The Dangers of Mixing Student Data and Machine Learning

Machine learning is capable of amazing things. Speech recognition was a fragile novelty 15 years ago and now it’s ubiquitous. Self driving cars are on the verge of breaking through. Chess and Go are now mastered by machines. At the same time we are gathering unprecedented amounts of data on our students. We track their behavior in class and their usage of the Learning Management System (LMS) outside class. We measure their performance through exam scores, quiz scores, answers to in-class questions, and evaluations of their writing. To supplement this information, we have demographics, surveys, and measures of their performance in other classes. It seems obvious that combining these two technologies should yield important insights into student learning, and in fact big money is being invested by the smallest and biggest edtech companies to do exactly this. And I think it’s really dangerous.

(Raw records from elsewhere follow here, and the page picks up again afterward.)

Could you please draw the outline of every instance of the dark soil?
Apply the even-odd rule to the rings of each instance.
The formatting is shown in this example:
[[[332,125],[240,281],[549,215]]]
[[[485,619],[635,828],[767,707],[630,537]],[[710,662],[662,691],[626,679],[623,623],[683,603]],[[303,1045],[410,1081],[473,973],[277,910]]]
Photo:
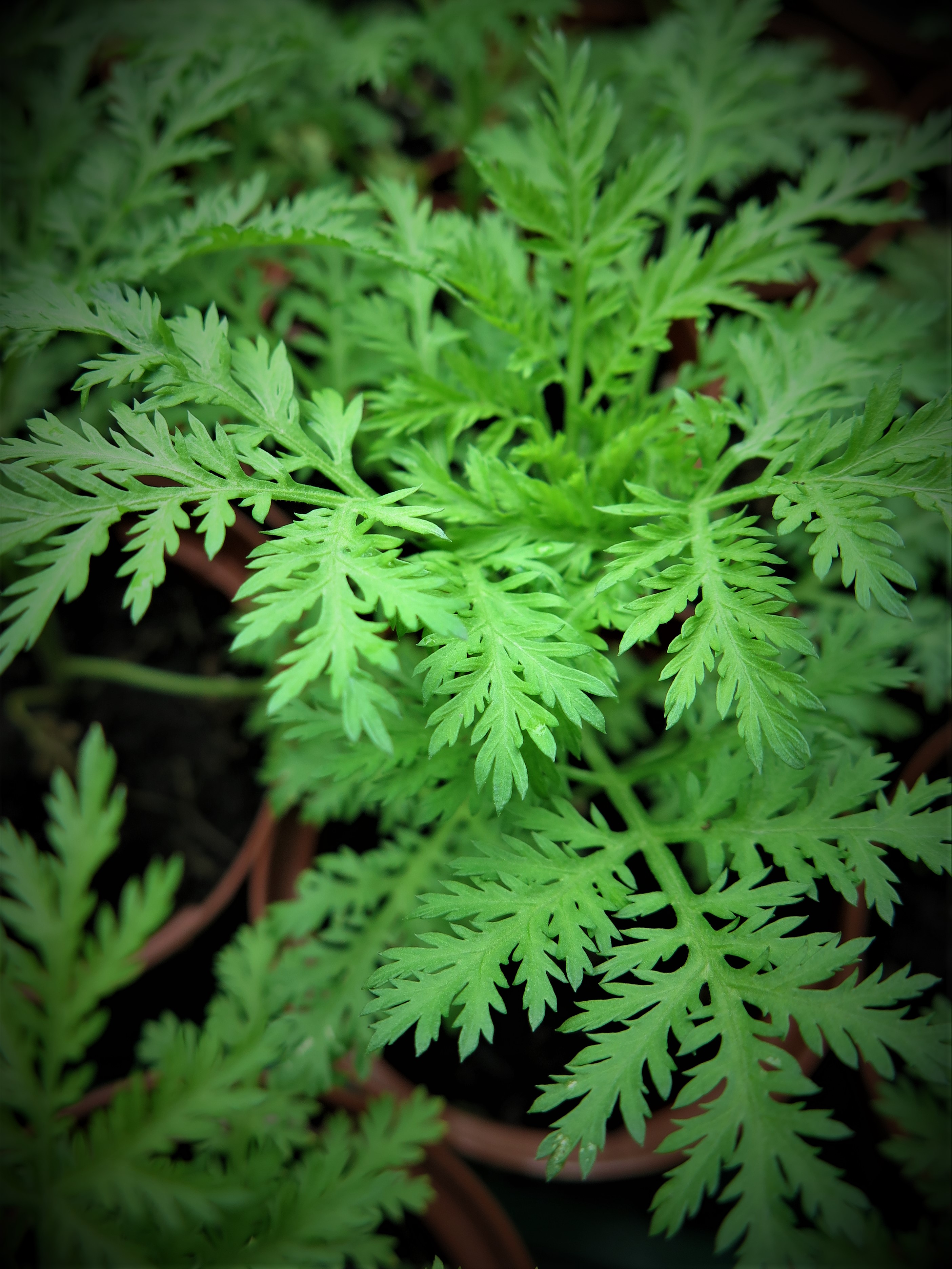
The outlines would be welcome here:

Machine learning is very good at prediction. It identifies what combinations of values of a large number of variables are associated with particular outcomes. e.g., Males, ages 12-18 who play video games are likely to enjoy Marvel movies. These predictions, while highly accurate, are often not easily phrased in human language. It’s as if the algorithm says “Trust me—I know from looking at the data that people with characteristics like Bob’s prefer Marvel movies to DC movies. Just don’t ask me why.” We’re only slowly figuring out how to summarize these patterns in ways that are useful beyond pure “trust me” predictions. Without insight into “why?” I’m not sure how much we can learn about student learning.

The bigger problem is that correlation does not equal causation. Doctors talk about risk factors for a disease. They don’t explicitly say that old age, fatty foods, and a passive lifestyle cause heart disease, even though they are strong predictors. Social scientists work extremely hard to figure out when an observed correlation is a causal effect. Vitamin D is unambiguously associated with great health outcomes, but a large study recently found that the relationship isn’t causal. Instead, people with high levels of vitamin D are those that spend more time outside, and it seems to be the outdoor physical activity that has the positive causal effect on health. That is, even though the positive association exists, supplementing people’s diets with Vitamin D has no effect on their health.

In my own classes, the students who spend the most time studying are often not earning the highest exam scores. If I were to interpret this as a causal effect, I would want to discourage them from studying so much. This doesn’t take into account the fact that the students who study the most are often starting with weaker skills than other students, and they are studying hard in order to catch up. It’s also possible that the students who study most are studying inefficiently.

Here’s another example: Students who attend my scheduled office hours tend to do better on my exams. It’s so seductive to interpret this as evidence of the value of my one-on-one teaching, but that would ignore what econometricians call selection bias: The students who attend office hours are often the most curious and hard-working and they would do better than other students even if I wrote gibberish on my blackboard and recited bad poetry when they came to my office.

The best case scenario is that unleashing machine learning on student data identifies students at risk and allows us to focus our teaching energy on identifying what those students need in order to succeed. It’s also possible that as the technology improves it will generate interesting hypotheses about the causal determinants of academic success. But we will need to be very careful not to over-reach. What if we find that students who regularly interact with the LMS during the semester are more likely to get A’s? Does this mean we should push all students to do so? If it’s causal, then yes. Perhaps this spaced interaction induces more learning than cramming right before an exam. But it’s equally likely that students who have lots of other good study habits are the ones driving this positive association. And it’s these other good study habits (which we don’t observe) that actually induce more learning. And that just encouraging (or forcing) students to interact with the LMS more regularly would have no effect at all. It could even have a negative effect if students shift their effort away from more constructive activities.

At the beginning of the term most of my students walk in the door of my econometrics classroom knowing that correlation does not always equal causation. They spend the next several weeks learning methods that can tease out the difference through carefully designed experiments or a careful analyses of observational data. Machine learning is great for prediction, but right now it’s lousy for learning how causal processes work. And it’s knowledge of how the learning process actually works that we need to improve our teaching.